Ao longo do tempo, os véus quaresmais ficavam enrolados e guardados na igreja, o que causou problemas ao material, daí a necessidade de maior proteção. Em São Gonçalo do Rio das Pedras, distante 16 quilômetros da sede municipal, o ato de colocar os tecidos roxos na frente das imagens, tradição católica, tem características muito próprias.

Padre Kennedy explica que, no quinto domingo (este ano, o próximo dia 29) ocorre o “ritual de velação” para cobrir os retábulos, enquanto na maioria das igrejas vai da quarta-feira de cinzas até a quinta-feira santa, quando começa o tríduo pascal.

As duas peças da igreja Nossa Senhora do Rosário, junto a duas similares de Diamantina, também no Vale do Jequitinhonha, estiveram recentemente na mostra Sibilas do Tijuco – Apresentação do restauro dos véus quaresmais, no Teatro Municipal Santa Izabel, de Diamantina. A cidade completou duas décadas do título de Patrimônio da Humanidade, em 1º de dezembro passado.
Objetivo da paróquia à qual pertencem as peças é emoldurá-las para garantir melhor preservação
Objetivo da paróquia à qual pertencem as peças é emoldurá-las para garantir melhor preservação

RESTAURO 
Na igreja Nossa Senhora do Rosário, em São Gonçalo do Rio das Pedras, os véus quaresmais são usados desde o século 19, sem interrupção.

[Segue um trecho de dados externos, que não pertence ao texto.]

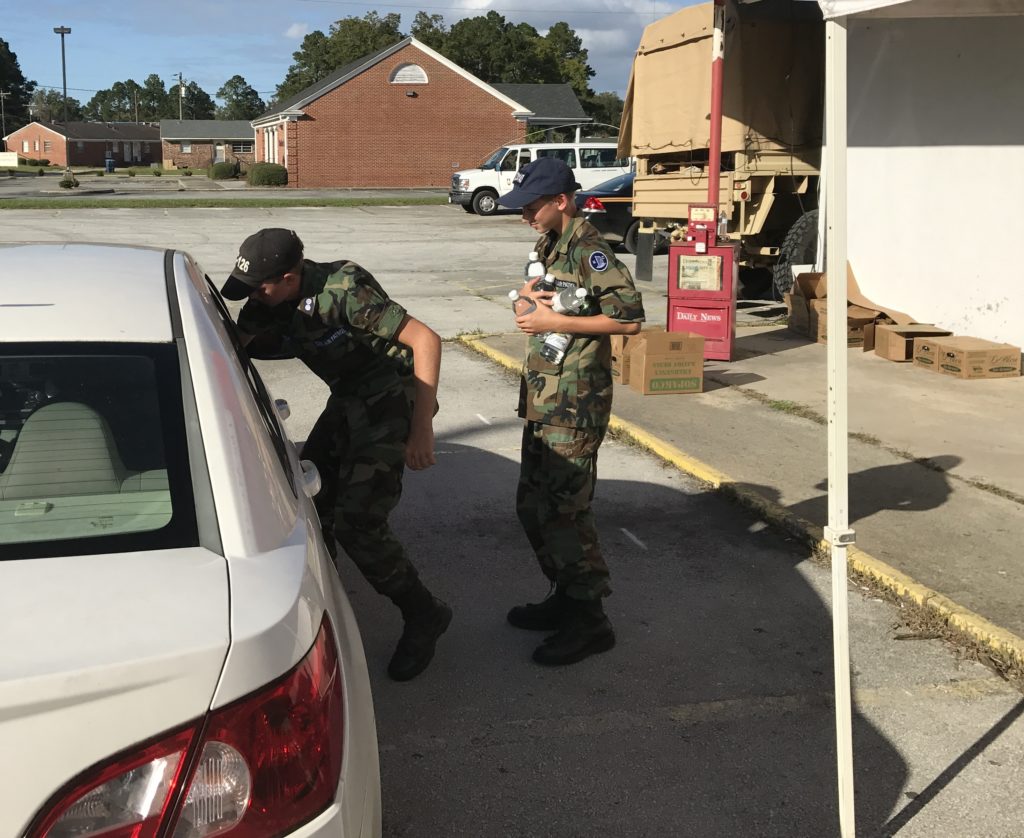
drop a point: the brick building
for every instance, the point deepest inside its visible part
(88, 143)
(404, 116)
(198, 142)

Com 3 metros por 2 m, em algodão, datam de 1869, enquanto os de Diamantina, em linho, com 3 m por 4 m, de 1799.

“Os do Serro só ficaram fora do altar no ano passado, devido à restauração”, diz a coordenadora do projeto e professora de história da arte da Universidade Federal dos Vales do Jequitinhonha e Mucuri, Maria Cláudia Orlando Magnani, destacando que, no conjunto, há mais quatro para restauro.

Logo depois da exposição, as peças da Igreja das Mercês, pertencentes à Arquidiocese de Diamantina, foram entregues ao Instituto do Patrimônio Histórico e Artístico Nacional (Iphan), e há plano “de criação do Museu Arquidiocesano do Palácio Episcopal”, adianta o arcebispo metropolitano, dom Darci José Nicioli. A assessoria da autarquia federal informa que os dois véus quaresmais ficarão, por enquanto, em seu escritório técnico, na cidade.

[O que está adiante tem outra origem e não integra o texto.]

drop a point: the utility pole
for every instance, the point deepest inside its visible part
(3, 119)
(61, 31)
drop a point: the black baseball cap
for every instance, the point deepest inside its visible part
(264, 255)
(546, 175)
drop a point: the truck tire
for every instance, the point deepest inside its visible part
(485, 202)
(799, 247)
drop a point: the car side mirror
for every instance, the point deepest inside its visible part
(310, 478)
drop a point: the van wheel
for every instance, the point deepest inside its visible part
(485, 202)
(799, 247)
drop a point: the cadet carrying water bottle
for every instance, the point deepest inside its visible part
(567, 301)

Segundo a professora Maria Cláudia, as sibilas de Diamantina e Serro têm importância universal e reafirmam a sobrevivência de um mito antigo incorporado pela Igreja Católica desde os primórdios – vale frisar que, apenas quando envolvem as sibilas, os véus do Jequitinhonha são únicos no mundo.

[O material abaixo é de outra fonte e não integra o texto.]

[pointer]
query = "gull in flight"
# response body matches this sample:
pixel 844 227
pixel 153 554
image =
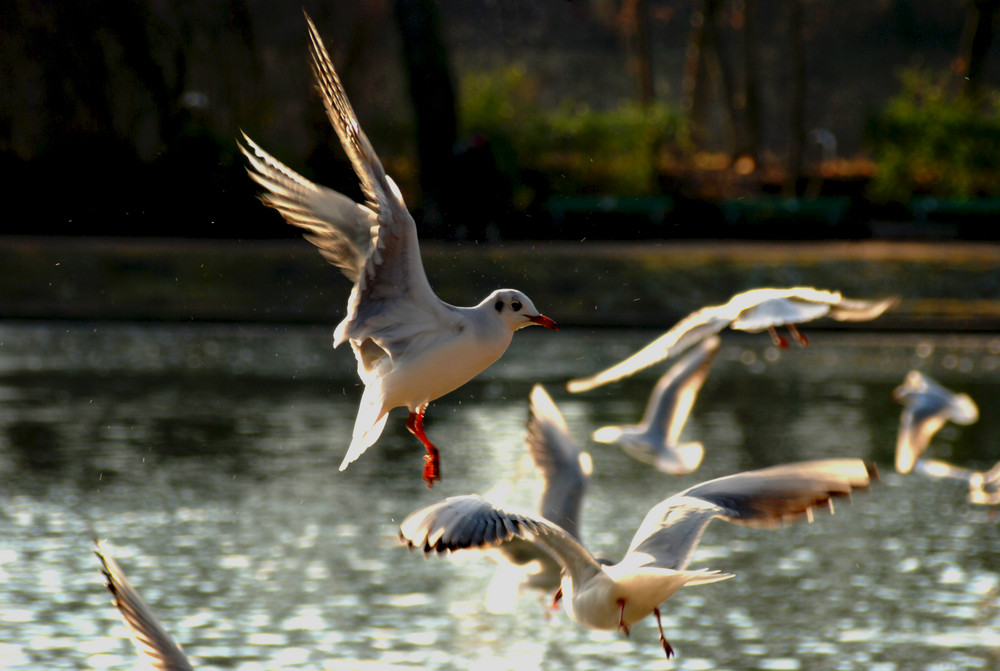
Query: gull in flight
pixel 984 486
pixel 926 407
pixel 617 596
pixel 656 440
pixel 151 637
pixel 411 347
pixel 148 634
pixel 754 310
pixel 565 471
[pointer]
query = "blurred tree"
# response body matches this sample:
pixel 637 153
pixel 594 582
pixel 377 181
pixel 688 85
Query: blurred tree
pixel 977 39
pixel 433 96
pixel 797 98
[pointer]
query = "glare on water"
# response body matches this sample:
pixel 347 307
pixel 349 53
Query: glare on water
pixel 208 456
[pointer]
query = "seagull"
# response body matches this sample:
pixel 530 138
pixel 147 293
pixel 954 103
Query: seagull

Conforme as pesquisas, as sibilas ou profetisas estão entre os mitos que tiveram alcance temporal longo e sobrevivência em muitos e distintos espaços, não sendo, portanto, tarefa simples deslindar o caminho percorrido entre esse mito pagão e sua incorporação pelo cristianismo. Com o primeiro registro na Babilônia, as profetisas sobreviveram na mitologia grega e romana como figuras ligadas ao deus Apolo e depois incorporadas pelo judaísmo, pela Igreja Católica Romana e também pela Ortodoxa.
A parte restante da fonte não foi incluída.